The concept of expanded form is a method used to express numbers as the sum of their digits, each multiplied by its corresponding place value. It's like breaking down a number to show the value of each of its digits. This method helps students understand the value of each digit based on its position. For example, the number 7002 can be expanded to show the role each digit plays in creating the entire number as follows:

• 7 is in the thousands place, so it is expressed as \(7 \times 10^3\).
• 0 is in the hundreds place, contributing \(0 \times 10^2\).
• 0 is in the tens place, contributing \(0 \times 10^1\).
• 2 is in the ones place, so it appears as \(2 \times 1\).

Each part of the expanded form highlights how these positions collectively sum up to arrive at the original number, 7002.
By practicing the expanded form, students can easily understand the distribution of value within a given number, which is fundamental in arithmetic and number theory.

The base 10 system, also known as the decimal system, is the most commonly used number system in the world. It utilizes ten digits, from 0 to 9, to represent all possible numbers. This system is organized around the idea of powers of 10. Each place value in a number represents a power of 10, which serves as a building block for all larger numbers.
For example, in the number 7002:

• The first place from the right is the ones or \(10^0\), contributing 2 to the total.
• The second place is the tens or \(10^1\), contributing 0.
• The third place is the hundreds or \(10^2\), also contributing 0.
• The fourth place is the thousands or \(10^3\), contributing 7000.
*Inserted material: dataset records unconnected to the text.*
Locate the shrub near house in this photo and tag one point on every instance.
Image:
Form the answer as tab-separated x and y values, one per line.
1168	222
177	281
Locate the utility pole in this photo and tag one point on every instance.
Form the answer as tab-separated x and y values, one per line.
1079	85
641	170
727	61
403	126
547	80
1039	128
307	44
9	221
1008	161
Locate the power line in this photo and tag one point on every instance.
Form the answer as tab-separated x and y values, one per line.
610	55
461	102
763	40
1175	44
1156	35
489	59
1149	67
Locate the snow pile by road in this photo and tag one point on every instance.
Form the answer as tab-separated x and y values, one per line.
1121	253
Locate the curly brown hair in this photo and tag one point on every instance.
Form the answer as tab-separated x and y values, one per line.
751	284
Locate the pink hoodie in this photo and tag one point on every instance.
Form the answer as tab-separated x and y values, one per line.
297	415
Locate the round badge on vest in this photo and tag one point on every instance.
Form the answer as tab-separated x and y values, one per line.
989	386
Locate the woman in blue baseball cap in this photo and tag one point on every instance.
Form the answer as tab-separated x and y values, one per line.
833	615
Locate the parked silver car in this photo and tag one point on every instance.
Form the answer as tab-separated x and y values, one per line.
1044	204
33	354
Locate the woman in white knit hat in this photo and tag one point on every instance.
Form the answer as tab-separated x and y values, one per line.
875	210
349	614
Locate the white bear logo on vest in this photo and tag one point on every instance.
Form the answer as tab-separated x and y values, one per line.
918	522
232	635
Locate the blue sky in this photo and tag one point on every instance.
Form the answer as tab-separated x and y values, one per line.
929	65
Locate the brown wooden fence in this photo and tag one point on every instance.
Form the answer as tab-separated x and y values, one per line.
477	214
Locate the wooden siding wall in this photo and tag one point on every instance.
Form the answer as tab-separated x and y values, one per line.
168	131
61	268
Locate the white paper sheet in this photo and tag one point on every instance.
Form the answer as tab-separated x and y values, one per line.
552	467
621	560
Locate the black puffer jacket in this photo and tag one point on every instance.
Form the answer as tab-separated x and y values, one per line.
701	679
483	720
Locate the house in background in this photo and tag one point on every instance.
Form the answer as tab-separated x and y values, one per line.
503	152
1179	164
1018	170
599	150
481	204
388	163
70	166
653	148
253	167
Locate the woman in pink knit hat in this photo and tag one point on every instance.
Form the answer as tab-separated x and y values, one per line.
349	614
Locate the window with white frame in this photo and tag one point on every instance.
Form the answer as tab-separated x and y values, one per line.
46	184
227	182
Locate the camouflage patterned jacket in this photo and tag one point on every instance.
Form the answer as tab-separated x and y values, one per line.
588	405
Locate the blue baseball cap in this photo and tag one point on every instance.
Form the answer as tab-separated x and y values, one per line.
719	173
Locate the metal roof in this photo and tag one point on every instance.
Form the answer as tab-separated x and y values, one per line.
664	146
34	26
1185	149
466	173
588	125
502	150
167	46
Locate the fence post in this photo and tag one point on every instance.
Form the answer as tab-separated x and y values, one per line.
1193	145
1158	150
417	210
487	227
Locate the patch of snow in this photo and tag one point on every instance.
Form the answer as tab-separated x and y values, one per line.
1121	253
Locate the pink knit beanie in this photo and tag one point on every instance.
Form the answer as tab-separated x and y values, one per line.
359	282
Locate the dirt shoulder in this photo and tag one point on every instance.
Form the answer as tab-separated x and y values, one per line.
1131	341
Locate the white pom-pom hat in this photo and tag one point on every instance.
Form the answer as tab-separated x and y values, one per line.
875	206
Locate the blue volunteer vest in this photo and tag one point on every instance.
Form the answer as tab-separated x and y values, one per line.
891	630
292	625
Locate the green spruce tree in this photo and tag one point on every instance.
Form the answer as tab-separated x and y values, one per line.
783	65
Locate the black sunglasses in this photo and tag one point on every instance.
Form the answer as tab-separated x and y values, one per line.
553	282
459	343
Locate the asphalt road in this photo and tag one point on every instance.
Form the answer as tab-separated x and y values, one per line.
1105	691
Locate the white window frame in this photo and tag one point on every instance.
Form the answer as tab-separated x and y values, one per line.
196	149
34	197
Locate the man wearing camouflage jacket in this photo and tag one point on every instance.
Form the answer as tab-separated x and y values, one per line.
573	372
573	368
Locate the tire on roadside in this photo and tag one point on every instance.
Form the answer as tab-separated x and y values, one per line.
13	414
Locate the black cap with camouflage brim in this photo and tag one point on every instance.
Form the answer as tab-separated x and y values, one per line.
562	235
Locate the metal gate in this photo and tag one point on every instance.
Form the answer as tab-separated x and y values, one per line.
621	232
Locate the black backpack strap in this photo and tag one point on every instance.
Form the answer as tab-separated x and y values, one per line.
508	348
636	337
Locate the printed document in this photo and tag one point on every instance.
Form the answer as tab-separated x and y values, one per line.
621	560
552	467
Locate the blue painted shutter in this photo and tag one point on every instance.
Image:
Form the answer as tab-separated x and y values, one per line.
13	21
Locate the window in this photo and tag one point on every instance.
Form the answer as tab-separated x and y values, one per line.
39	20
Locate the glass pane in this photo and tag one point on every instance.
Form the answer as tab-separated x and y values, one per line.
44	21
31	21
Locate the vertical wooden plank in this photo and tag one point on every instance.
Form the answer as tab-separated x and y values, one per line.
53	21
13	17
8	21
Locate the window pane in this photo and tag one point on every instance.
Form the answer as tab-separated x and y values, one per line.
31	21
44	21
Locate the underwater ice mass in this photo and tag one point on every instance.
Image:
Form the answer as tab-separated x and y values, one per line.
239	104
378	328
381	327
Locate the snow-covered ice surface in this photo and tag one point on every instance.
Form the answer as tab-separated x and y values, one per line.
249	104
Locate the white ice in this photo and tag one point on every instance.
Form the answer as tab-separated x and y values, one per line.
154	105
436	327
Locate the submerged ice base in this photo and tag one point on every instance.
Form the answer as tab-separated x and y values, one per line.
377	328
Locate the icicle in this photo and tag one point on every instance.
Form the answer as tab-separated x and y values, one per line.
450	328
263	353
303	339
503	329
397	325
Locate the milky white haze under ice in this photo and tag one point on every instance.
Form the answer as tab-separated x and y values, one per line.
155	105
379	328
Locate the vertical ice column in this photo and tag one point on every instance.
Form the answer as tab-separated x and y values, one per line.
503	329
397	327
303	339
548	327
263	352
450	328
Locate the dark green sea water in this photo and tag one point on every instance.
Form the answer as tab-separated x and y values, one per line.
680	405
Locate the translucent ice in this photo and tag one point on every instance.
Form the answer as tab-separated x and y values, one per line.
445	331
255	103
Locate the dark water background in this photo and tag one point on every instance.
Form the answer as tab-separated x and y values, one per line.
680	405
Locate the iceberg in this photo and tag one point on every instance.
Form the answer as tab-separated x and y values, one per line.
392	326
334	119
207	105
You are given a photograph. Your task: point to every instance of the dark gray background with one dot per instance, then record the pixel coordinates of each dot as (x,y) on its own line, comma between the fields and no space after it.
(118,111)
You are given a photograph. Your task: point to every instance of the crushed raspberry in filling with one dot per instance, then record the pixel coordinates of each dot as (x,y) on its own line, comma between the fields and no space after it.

Understanding the base 10 system is crucial because it is foundational to most arithmetical operations and aligns with our everyday counting methods. It simplifies the reading, writing, and understanding of numbers.

The place value system is a numeral system in which the position of a digit in a number determines its value. This system efficiently manages the magnitude of numbers and can represent very large or very small numbers using limited basic elements.
Take the number 7002 as an example of the place value system:

• The digit 7 is placed in the thousands position, indicating its value is \(7 \times 1000\) or 7000.
• The digit 0 in the hundreds place indicates no value at all from that position, contributing 0 to the total.
• Another 0 in the tens place also similarly contributes nothing.
• Finally, the digit 2 in the ones place represents \(2 \times 1\), contributing 2.

The place value system allows numbers to be easily expanded or condensed in expression without changing their intrinsic value. It's a fundamental concept that underpins not only arithmetic but also the practical usage of numbers in various fields such as commerce and science.